Five things you can do to help

  1. Organize their medications
    Help your parents make their current system of storing and taking pills more fail-safe. Purchase pill-tracker containers that separate pills by the day, week and time of day. Color-code and label the lids of their pill bottles so they know which one is a water pill, heart pill and so forth. Create a list of all their current medications and who prescribed them. Make one copy for them to take to all of their medical appointments and one for you to keep at home.

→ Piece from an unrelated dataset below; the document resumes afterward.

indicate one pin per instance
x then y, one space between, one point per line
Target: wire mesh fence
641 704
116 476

  2. Get to know their local support system
    Introduce yourself to your parents' neighbors, exchange phone numbers and tell them to feel free to call you if they think your parents might need you. Go to the local post office and sign up for the Carrier Alert program (postal carriers will alert you if they think something is amiss). Bring home a copy of the local phone book so you'll know what agencies are available to help, and make a contact list with names and phone numbers of your parent's doctors, pharmacist and other care providers.

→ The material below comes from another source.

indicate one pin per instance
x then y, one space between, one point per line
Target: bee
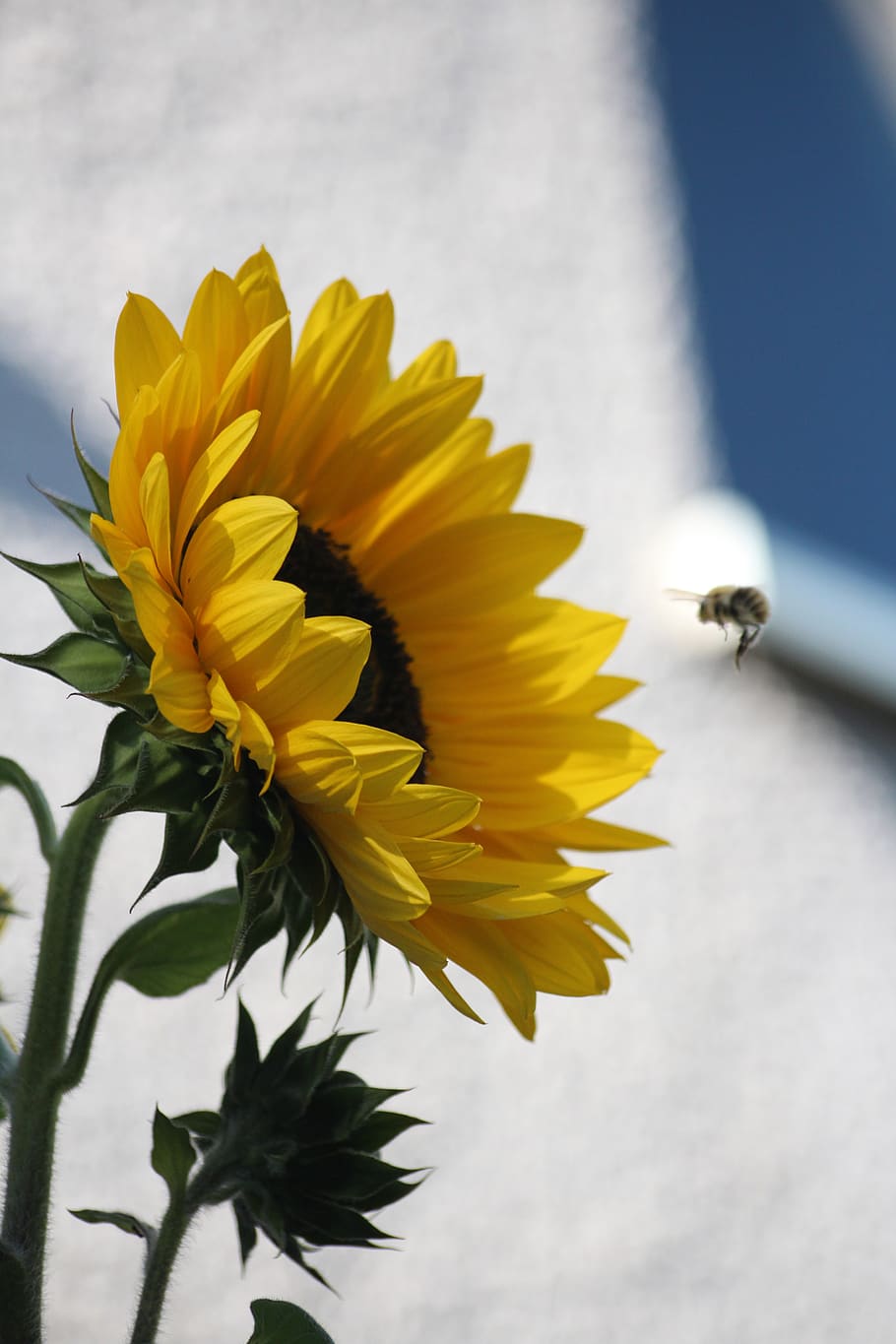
747 608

  3. Talk about medical decision-making and other legal issues
    This is one of the most difficult conversations to have with your parents, so approach it by saying that you want to make sure their wishes are followed. You need to know the location of all their important papers, such as living will, durable healthcare power of attorney, power of attorney, will and insurance policies. 
  4. Help them with their annual Medicare or Managed Care paperwork 
    Every fall your parents need to review their Medicare plan and decide if they want to keep their current plan or make a change. Your parents need to decide whether or not to stay in traditional Medicare or opt for a Medicare managed care plan. It can be very confusing. You can also help them choose a Medicare Part D prescription plan. Go to for answers on Medicare Part D and comparisons of plans. Or click here for an overview of the enrollment period.

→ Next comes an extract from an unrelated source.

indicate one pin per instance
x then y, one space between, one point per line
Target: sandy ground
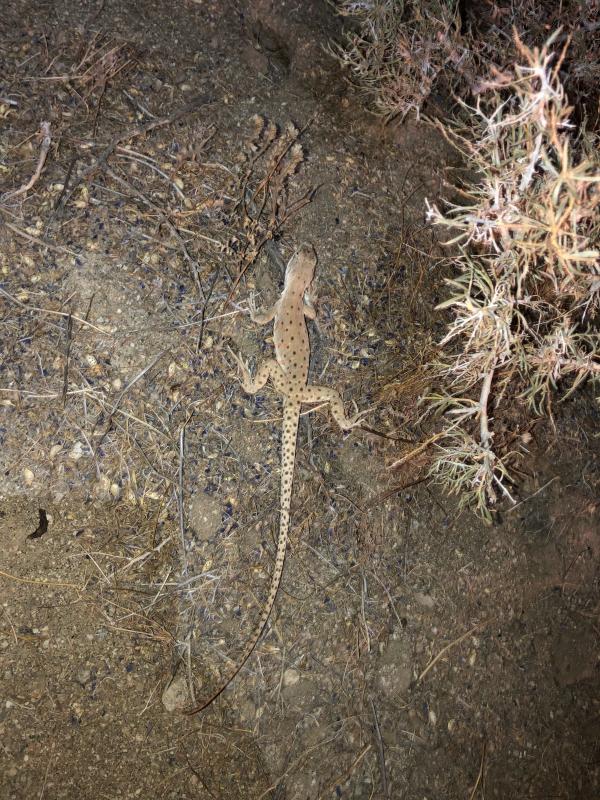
413 652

  5. If you are concerned that your parents seem to be experiencing difficulties, it might be time to set up an overall work-up by an interdisciplinary team including a physician trained in geriatrics. Many local hospitals offer this type of service. 

The bottom line

  • Every visit to your parents in their own home is an opportunity to assess how things are going for them. Older people's health status can change very quickly, so you can't assume that things are fine if it's been awhile since you visited. Telephone calls won't suffice.
  • There are simple signs to look for that can indicate problems - anything from an unkempt house to a lack of food in the fridge.
  • There are simple things you can do to help your parents cope with the challenges that come with aging and to prepare both you and them for the future.